- Manauna Location in Uttar Pradesh, India
- Coordinates: 26°59′27″N 78°50′59″E﻿ / ﻿26.99087°N 78.84977°E
- Country: India
- State: Uttar Pradesh
- District: Mainpuri
- Tehsil: Karhal

Area
- • Total: 2.908 km^{2} (1.123 sq mi)

Population (2011)
- • Total: 1,904
- • Density: 654.7/km^{2} (1,696/sq mi)
- Time zone: UTC+5:30 (IST)

= Manauna, Karhal =

Village in Uttar Pradesh, India

Manauna is a village in Karhal block of Mainpuri district, Uttar Pradesh. As of 2011, it has a population of 1,904, in 322 households.

== Demographics ==
As of 2011, Manauna had a population of 1,904, in 322 households. This population was 53.2% male (1,012) and 46.8% female (892). The 0-6 age group numbered 344 (191 male and 153 female), or 18.1% of the total population. 527 residents were members of Scheduled Castes, or 27.7% of the total.

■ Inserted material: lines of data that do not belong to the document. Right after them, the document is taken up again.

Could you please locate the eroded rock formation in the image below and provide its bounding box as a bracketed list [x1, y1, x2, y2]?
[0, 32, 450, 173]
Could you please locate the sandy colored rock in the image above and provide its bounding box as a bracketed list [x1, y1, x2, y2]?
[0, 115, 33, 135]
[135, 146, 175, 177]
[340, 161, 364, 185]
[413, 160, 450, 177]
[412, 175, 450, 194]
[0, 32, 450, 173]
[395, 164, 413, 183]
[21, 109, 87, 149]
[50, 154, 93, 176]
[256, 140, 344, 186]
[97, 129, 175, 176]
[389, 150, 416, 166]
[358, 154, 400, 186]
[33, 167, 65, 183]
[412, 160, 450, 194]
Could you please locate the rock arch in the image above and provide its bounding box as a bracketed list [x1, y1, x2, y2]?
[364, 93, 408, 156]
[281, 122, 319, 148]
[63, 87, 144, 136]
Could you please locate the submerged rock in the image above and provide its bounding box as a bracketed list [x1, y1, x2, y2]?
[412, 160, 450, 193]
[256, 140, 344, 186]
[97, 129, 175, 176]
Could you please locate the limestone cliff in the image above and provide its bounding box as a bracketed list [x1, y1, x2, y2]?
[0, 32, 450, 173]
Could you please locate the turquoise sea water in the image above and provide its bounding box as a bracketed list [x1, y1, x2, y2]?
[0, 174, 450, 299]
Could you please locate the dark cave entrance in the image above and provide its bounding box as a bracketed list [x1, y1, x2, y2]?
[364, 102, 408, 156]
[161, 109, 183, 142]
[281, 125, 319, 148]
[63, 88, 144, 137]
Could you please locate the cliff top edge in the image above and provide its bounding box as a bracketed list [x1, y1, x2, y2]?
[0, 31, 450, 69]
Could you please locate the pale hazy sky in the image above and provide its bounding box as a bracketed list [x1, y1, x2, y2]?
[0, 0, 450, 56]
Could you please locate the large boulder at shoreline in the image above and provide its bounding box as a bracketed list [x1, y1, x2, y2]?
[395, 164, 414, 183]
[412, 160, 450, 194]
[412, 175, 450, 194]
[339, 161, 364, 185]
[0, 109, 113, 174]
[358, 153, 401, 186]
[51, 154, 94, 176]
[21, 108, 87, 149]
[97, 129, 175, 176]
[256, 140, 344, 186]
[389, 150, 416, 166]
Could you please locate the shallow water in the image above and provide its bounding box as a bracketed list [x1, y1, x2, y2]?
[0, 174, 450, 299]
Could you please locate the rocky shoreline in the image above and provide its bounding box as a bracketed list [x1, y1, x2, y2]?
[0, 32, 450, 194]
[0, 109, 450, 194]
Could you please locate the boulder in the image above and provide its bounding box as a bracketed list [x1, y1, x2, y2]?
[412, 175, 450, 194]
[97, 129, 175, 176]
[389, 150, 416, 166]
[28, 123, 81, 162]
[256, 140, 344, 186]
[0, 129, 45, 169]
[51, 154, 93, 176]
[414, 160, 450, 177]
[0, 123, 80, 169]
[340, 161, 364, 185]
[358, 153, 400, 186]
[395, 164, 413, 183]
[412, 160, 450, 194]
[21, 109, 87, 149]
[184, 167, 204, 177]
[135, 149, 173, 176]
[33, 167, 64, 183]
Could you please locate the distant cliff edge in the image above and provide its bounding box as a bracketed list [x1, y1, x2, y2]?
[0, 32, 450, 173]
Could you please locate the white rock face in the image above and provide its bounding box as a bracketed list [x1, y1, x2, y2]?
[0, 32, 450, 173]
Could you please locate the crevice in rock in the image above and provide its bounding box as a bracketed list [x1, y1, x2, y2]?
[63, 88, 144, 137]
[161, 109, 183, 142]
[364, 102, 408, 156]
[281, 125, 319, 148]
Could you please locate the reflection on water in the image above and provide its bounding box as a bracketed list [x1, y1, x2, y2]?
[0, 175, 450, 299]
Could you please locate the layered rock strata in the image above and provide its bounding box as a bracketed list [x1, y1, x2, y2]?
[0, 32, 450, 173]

The 1981 census recorded Manauna as having a population of 1,213 people, in 205 households.

The 1961 census recorded Manauna as comprising 2 hamlets, with a total population of 915 people (454 male and 461 female), in 162 households and 129 physical houses. The area of the village was given as 734 acres.

== Infrastructure ==
As of 2011, Manauna had 1 primary school; it did not have any healthcare facilities. Drinking water was provided by hand pump; there were no public toilets. The village had a public library but no post office; there was at least some access to electricity for all purposes. Streets were made of both kachcha and pakka materials.